Using KNIME version 4.2 or above, go to menu Help/Install new software. Click the "Add..." button and add repository: Name: samthiriot KNIME nodes https://knime.res-ear.ch

Then select "Bayesian Networks for KNIME", and follow the usual process.

Use it

Read, Sample, Measure

A basic case is to read an existing Bayesian network from a file and to sample entities (generate KNIME rows).

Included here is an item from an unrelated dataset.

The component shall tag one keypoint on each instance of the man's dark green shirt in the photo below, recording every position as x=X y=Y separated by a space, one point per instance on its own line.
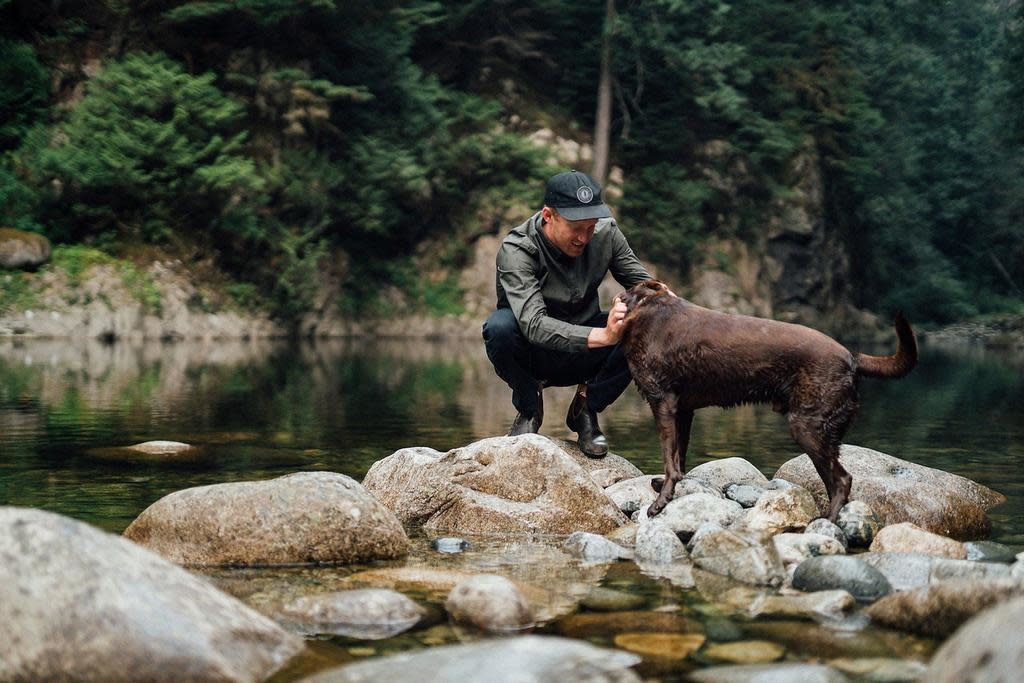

To measure the quality of the sampling, one learns the probabilities of the Bayesian network and compare them with the reference network.

example of workflow with reading, sampling and measure of quality

You can download it to try it yourself.

Create, Sample, Write

The Bayesian network can be easily created in KNIME.

In this example (download it), we show:

  • how to read a table from a CSV file, and use it as the Conditional Probability Table of a new variable in the Bayesian network
  • how to create a table by hand in KNIME, and use it as a Conditional Probability Table of a new variable,
  • how to aggregate statistics from a KNIME table by using a standard "group by" node, then insert it as a Bayesian network

Then the Bayesian network can be used for sampling or data augmentation, and can be written in standard format.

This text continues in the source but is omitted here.